With moderate wind shifting across the right-hand side of the course, Emirates Team New Zealand helmsman Dean Barker just followed instructions.
"We told Dean it would be difficult to get around the other guy from the left-hand side. Dean did a great job of getting us the right," Emirates Team New Zealand strategist Ray Davies said. "There were moments where we all had to pick up our game. Today it was difficult to keep the boat moving quickly."
The Kiwis and the Italians were even to start. Holding the right-side advantage, the Kiwis used a long port tack up the first leg to search out the shift that would propel it past the Italians.
As they neared the layline, they found it and tacked back to find themselves in the controlling position from there on.
"It's a question of timing; if it had been further away, they could have got nervous on that corner," Luna Rossa tactician Torben Grael said. "It could have been a different story, but they were patient enough to wait for it."
Their patience paid off as the Kiwis rounded the first marker with a 12-second lead after a start that lacked the fireworks of the semi-finals.

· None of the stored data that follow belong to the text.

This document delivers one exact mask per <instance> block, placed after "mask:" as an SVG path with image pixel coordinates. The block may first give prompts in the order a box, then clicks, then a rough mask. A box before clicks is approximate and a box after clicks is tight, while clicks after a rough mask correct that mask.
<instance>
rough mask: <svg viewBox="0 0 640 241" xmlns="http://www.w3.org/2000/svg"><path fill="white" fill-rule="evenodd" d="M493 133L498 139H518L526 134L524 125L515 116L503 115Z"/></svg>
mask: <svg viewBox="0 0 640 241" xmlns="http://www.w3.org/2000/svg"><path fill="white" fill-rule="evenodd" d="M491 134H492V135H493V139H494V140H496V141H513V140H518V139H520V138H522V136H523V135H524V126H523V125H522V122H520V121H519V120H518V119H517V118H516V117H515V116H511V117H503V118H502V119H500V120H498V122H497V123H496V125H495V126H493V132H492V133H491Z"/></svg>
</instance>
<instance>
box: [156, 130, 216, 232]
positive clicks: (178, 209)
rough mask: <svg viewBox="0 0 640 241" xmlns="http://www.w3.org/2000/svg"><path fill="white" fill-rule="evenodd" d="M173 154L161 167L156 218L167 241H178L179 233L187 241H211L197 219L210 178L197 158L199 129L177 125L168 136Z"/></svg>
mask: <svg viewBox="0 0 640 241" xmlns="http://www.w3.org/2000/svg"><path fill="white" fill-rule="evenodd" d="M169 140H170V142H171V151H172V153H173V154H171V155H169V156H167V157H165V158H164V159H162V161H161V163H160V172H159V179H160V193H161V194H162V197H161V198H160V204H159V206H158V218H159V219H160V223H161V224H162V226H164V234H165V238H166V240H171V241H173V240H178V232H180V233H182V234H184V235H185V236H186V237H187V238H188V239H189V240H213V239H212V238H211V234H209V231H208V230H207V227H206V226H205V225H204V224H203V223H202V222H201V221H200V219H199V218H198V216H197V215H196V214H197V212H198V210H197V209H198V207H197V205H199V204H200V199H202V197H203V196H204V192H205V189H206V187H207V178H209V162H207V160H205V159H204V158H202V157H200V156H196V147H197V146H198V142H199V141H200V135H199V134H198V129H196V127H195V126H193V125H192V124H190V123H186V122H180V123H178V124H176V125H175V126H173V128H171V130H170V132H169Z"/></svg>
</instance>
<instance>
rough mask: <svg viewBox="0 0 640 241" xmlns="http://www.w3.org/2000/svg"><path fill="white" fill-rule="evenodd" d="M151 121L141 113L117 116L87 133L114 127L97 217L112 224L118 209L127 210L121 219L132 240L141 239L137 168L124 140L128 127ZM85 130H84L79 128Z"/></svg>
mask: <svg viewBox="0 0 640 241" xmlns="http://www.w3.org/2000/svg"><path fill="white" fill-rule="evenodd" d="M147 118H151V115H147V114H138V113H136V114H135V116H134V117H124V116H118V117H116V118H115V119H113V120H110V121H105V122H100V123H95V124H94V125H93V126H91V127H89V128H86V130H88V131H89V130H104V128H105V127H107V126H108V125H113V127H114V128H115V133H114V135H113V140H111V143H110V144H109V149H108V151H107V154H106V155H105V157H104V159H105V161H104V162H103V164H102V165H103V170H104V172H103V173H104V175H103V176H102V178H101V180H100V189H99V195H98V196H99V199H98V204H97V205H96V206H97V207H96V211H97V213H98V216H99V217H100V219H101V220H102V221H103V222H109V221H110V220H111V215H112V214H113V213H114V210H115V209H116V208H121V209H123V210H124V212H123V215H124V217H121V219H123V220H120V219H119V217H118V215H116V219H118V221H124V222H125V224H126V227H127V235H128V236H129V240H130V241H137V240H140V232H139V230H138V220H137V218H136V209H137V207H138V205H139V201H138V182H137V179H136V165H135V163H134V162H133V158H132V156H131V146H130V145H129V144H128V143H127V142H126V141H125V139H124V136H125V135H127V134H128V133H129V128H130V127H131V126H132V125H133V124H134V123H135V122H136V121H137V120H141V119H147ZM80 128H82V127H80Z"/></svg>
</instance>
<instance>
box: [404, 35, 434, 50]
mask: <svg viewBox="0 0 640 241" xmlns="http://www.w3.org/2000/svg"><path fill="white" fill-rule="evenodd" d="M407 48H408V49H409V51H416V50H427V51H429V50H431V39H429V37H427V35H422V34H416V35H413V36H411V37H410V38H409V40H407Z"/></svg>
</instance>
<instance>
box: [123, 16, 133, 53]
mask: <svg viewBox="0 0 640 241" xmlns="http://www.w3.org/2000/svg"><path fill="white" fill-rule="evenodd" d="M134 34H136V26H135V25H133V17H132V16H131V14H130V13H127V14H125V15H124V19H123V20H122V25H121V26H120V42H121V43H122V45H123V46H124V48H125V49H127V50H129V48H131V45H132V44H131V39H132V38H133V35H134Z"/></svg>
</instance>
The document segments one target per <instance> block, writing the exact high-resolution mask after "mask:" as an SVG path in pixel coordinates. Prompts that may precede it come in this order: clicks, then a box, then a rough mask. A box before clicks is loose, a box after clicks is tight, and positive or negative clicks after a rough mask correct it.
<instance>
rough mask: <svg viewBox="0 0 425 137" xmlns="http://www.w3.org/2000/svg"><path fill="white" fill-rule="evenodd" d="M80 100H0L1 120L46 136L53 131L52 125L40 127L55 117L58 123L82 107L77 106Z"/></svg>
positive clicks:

Then, Spithill had given the Italians the lead in every flight on the way to a 5-1 rout of American entry BMW Oracle Racing.
Luna Rossa trailed around a marker for the first time since a round-robin loss to the Kiwis on May 7 -- a span of nine races.
The Kiwis stretched their lead to three boat-lengths on the first downwind lap before Luna Rossa gybed to engage the Kiwis, with the NZL-92 boat matching the ITA-94 yacht's move.
With the race committee shifting the course twice to the right to match shifting conditions over the final two legs, Barker defended his favored position as the Kiwis came in on starboard with a clean spinnaker drop to lead by nine seconds around the second marker.
Luna Rossa tacked immediately to split before the two boats converged with the Kiwis' lead down to one boat-length.
The two teams tacked a total of 24 times up the second upwind leg as the Kiwis pushed their lead back to three boat-lengths and came around the final marker with an increased lead of 11 seconds.